"Starkly austere and gripping" - Peter Bradshaw, The Guardian
"Impeccably directed and impressively acted, this slow-burn story of political injustice is filled to the brim with atmosphere — specifically the stifling, claustrophobic atmosphere of the U.S.S.R. at the height of Stalin’s Great Purge." - Jordan Mintzer, The Hollywood Reporter
Opens April 3 | The latest film from the great Ukrainian director Sergei Loznitsa (MY JOY) is a scalpel-precise tale of the horrors of totalitarian bureaucracy. Adapting a novel by Soviet writer and political prisoner Georgy Demidov, set in the Soviet Union in 1937, Loznitsa follows the attempts of an idealistic government-appointed prosecutor (Alexander Kuznetsov) to expose the mistreatment of a dissident Bolshevik writer who has been jailed and tortured without evidence of wrongdoing.
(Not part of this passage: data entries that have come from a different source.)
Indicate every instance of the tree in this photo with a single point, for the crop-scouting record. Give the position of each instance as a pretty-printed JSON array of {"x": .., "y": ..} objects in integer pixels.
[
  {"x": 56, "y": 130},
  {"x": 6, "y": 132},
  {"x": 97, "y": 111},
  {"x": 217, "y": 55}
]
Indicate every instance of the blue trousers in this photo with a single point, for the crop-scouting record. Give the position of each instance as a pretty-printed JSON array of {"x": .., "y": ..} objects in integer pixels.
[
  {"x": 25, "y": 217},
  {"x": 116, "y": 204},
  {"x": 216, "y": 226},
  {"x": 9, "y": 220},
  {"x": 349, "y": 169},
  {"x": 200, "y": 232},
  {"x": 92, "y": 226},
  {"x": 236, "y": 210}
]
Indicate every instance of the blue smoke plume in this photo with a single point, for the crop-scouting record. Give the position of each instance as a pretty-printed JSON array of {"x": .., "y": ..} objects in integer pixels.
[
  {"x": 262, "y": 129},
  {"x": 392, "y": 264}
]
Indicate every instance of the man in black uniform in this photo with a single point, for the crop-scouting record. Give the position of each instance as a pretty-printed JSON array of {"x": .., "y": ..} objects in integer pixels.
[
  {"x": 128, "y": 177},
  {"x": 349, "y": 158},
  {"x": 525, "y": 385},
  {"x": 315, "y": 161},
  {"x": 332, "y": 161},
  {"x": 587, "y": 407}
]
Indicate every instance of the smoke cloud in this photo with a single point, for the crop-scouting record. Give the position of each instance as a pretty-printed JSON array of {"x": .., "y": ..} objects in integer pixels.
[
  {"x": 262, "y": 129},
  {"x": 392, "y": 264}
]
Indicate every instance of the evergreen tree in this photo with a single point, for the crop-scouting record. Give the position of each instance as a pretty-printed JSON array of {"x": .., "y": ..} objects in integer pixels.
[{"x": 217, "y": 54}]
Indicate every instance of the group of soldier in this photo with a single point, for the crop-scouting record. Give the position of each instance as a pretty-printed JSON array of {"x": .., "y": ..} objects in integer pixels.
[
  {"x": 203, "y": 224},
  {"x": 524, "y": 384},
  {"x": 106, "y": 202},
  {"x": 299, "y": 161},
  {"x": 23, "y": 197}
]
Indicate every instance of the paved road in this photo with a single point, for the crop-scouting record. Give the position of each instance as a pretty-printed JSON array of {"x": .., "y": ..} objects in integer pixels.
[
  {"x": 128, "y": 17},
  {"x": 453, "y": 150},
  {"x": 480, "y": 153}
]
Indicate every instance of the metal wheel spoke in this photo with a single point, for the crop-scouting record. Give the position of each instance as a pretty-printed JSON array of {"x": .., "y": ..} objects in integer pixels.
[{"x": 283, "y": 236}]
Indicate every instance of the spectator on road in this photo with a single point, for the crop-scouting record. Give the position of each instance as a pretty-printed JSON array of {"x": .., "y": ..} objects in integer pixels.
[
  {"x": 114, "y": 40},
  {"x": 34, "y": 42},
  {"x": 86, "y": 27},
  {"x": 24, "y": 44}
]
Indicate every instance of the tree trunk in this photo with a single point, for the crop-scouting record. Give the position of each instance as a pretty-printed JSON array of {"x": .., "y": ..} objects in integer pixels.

As he gradually comes to realize, the lack of cause for the man’s imprisonment is hardly unique under Stalin’s regime, and the neophyte lawyer may be putting himself in danger by exposing his own moral righteousness. Loznitsa constructs his story with a patient yet unmistakable sense of mounting dread, focusing on the devastating minutiae that allows fascism to function in our world. Siskel Film Center exclusive.